Energy and waste water

To become climate-neutral by 2050, climate mitigation* efforts are crucial in our strategy for how to deal with climate change. Reducing our energy consumption is a significant mitigation step. In the Netherlands, 15% of energy is consumed in the Rijnmond area around the port of Rotterdam, in large part by a major petrochemical industry cluster.

*Climate mitigation encompasses measures such as technologies, processes, or practices that reduce carbon emissions or enhance the sinks of greenhouse gases.


The Rotterdam port petrochemical industry cluster is Europe’s largest. It consumes 70% of the Rijnmond region’s energy. A large part of this energy is wasted (64%, 203 petajoules). More than half of that energy is lost with wastewater. In addition, most energy processes within these industries rely on fossil fuels, which has a significant impact on the climate.

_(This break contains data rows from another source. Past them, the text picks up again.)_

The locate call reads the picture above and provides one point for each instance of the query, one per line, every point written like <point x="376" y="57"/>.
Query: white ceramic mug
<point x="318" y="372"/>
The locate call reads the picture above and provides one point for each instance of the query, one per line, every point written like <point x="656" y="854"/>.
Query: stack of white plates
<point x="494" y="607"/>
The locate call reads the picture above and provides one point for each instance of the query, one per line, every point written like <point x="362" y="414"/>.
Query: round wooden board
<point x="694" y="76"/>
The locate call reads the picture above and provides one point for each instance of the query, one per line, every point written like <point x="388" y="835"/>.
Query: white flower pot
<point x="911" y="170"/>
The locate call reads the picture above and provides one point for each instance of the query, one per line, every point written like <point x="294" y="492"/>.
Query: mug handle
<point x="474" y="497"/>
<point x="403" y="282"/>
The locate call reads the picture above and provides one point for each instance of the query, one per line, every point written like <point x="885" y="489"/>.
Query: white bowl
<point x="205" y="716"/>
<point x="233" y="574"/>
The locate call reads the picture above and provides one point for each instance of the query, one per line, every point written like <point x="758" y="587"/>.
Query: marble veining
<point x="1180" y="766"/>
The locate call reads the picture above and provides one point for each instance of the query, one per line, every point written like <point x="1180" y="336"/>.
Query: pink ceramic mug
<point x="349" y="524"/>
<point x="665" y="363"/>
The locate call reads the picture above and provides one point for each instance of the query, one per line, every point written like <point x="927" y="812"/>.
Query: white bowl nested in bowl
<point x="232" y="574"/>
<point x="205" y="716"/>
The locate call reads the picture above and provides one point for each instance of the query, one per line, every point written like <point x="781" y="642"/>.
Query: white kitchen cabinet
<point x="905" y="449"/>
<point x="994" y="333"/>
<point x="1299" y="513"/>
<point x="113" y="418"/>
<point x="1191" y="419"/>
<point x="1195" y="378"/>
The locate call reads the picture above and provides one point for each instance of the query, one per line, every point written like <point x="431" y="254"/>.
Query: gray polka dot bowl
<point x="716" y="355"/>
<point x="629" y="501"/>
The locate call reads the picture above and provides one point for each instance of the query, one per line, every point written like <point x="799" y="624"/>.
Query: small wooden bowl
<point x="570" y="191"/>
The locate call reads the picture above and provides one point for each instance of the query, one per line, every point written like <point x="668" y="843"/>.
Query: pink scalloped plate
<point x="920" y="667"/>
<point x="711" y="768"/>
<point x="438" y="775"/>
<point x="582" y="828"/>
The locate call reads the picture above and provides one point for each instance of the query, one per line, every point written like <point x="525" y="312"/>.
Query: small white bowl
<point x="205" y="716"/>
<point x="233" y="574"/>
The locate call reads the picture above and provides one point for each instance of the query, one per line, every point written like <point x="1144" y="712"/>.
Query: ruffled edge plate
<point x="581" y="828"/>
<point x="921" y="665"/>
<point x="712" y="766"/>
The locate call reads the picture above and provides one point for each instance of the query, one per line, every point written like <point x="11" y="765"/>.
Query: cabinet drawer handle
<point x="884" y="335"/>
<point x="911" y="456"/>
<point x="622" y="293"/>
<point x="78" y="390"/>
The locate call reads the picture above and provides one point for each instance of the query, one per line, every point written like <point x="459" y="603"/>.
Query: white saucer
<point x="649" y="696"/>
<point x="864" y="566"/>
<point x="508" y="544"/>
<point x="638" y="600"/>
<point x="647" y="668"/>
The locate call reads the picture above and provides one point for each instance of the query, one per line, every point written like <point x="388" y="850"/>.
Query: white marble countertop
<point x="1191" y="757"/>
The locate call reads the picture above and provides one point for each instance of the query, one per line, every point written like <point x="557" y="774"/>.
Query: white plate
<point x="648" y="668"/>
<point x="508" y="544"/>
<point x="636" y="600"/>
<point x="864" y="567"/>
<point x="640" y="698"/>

Energy use must be minimised and fossil fuels should be replaced by renewable sources if climate change is to be mitigated. Electrification of processes opens up the possibility to use more renewable energy and can greatly impact decarbonisation. Recovering wasted heat would significantly reduce energy consumption and is a first step towards a more circular industry. 

Supporting industries in a transition towards climate-neutrality depends on identifying how best to reduce their carbon footprint without sacrificing production or performance. The IMPETUS Atlantic team is creating a digital tool that supports decision making about pathways towards an effective energy transition for EU industry.